Thursday 10 July 2014


 

Mithu Sen: Border Unseen is the first solo U.S. museum exhibition featuring the work of Mithu Sen (b. 1971, West Bengal, India), a New Delhi-based artist who stands as a crucial feminist voice in contemporary Indian art. Sen rose to prominence in the last decade for creating sensual and grotesque representations of the human body, animals, and inanimate objects that seethe with undercurrents of irony and wit. Her drawings, sculptures, and installations push the limits of acceptable artistic language and subject matter, often upending conventional approaches to gender and sexuality by exploring the connotations of bodily materials such as hair, teeth and bones. In 2010 Sen was awarded the Škoda Prize for Contemporary Indian Art for her series of large-scale drawings Black Candy (iforgotmypenisathome), which explore homoerotic narratives of masculinity.
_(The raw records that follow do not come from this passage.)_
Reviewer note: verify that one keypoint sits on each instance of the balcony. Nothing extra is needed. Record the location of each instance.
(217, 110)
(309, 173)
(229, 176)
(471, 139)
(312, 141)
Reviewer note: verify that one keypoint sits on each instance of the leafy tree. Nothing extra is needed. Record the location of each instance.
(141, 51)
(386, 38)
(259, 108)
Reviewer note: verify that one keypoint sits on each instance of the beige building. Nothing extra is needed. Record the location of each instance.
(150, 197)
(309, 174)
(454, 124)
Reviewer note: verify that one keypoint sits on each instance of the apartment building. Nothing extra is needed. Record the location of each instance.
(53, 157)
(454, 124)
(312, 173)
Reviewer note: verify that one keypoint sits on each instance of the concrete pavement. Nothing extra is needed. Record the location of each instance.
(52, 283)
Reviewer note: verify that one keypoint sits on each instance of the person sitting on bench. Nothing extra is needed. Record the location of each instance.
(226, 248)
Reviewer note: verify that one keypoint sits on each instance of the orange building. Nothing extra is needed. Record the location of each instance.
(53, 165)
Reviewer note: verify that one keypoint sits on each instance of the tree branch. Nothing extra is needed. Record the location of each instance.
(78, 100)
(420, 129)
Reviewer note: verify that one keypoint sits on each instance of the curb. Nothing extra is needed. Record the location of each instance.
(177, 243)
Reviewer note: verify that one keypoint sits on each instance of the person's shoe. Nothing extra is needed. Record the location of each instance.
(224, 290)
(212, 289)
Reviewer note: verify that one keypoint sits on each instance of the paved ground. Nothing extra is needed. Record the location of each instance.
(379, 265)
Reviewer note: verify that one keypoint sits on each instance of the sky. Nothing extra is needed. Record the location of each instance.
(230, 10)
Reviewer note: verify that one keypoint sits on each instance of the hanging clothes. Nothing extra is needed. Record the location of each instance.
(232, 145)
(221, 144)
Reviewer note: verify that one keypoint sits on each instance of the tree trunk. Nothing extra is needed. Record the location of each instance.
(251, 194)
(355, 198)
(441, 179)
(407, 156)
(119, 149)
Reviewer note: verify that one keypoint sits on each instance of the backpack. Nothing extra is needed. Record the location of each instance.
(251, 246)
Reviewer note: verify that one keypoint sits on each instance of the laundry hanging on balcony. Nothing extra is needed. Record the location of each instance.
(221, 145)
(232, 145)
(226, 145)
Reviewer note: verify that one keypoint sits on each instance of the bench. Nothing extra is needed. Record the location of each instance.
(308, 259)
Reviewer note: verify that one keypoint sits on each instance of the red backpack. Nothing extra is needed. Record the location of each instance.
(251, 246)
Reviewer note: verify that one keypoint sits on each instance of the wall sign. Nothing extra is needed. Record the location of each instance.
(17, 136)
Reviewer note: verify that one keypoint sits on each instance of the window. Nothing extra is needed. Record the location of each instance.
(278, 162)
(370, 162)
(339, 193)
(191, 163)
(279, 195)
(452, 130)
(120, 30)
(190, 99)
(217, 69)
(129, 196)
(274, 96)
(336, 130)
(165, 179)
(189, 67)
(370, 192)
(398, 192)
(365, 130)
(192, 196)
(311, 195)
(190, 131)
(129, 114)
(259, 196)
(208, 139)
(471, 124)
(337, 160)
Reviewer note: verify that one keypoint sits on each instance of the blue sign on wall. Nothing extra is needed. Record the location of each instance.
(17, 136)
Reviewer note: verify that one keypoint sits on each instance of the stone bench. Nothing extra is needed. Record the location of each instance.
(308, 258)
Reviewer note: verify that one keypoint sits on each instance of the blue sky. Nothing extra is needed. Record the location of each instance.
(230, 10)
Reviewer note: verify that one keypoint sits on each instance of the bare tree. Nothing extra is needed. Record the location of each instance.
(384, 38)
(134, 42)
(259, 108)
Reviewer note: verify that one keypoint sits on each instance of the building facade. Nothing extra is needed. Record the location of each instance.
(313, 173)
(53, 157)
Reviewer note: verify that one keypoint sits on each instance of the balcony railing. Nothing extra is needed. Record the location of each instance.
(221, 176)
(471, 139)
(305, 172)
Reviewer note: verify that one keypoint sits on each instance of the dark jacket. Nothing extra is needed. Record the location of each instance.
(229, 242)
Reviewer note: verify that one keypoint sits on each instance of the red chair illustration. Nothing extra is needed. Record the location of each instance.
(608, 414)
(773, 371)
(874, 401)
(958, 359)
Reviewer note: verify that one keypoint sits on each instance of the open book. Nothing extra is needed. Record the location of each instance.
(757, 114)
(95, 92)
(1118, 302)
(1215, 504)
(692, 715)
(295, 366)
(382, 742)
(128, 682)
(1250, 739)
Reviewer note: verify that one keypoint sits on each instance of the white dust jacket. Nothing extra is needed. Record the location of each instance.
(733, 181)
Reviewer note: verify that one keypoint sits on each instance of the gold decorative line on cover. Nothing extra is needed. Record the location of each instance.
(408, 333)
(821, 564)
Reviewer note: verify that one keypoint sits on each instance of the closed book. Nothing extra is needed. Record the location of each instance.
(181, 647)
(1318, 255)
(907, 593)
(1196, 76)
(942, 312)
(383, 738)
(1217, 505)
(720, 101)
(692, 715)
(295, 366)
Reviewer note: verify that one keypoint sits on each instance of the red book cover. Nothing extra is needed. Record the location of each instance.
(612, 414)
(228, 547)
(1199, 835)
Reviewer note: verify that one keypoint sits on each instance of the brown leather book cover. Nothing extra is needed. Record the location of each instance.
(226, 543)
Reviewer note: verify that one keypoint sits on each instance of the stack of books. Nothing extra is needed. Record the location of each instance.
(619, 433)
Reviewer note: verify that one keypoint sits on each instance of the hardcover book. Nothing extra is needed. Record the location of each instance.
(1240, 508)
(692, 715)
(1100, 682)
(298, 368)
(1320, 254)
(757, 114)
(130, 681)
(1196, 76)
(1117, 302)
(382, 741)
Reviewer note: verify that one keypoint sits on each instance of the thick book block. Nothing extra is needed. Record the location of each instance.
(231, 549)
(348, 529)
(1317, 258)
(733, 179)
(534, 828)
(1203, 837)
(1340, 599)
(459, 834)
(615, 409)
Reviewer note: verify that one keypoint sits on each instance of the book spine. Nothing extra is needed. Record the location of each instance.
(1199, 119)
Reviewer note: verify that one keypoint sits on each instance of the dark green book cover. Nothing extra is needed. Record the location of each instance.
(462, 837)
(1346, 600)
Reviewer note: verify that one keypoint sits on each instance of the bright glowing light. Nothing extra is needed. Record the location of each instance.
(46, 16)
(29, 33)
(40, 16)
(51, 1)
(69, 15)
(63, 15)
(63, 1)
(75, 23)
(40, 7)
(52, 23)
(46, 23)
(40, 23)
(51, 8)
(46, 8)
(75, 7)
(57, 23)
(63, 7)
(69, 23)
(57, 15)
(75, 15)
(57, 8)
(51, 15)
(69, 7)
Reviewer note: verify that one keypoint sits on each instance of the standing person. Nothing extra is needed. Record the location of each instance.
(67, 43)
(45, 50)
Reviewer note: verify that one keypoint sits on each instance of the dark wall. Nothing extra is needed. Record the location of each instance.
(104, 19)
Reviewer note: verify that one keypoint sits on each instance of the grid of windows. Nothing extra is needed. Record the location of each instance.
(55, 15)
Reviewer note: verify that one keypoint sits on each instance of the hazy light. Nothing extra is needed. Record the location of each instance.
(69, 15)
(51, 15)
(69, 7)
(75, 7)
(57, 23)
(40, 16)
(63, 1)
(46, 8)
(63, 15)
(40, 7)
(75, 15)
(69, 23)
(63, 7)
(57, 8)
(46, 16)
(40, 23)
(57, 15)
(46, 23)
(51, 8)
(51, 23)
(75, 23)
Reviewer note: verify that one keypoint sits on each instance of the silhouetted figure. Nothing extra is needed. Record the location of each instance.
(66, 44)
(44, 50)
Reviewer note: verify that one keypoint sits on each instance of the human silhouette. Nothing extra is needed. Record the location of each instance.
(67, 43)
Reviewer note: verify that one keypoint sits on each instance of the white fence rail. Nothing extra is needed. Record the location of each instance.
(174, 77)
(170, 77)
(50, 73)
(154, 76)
For her installation at the Broad MSU, Sen uses false teeth and dental polymer to create a monumental hanging sculpture that spans eighty feet, extending from the ceiling to the gallery floor. Drawing an organic and irregular line through the complex geometries of the museum’s Zaha Hadid–designed building, the work simultaneously evokes the human spine and an industrial beam. While referencing art historical dialogues surrounding materiality and Minimalism, the sculpture is primed to elicit strong reactions from viewers. With its epic scale and striking fleshy-pink hue, it is—like much of Sen’s work—at once deliberately provocative and disarmingly pretty.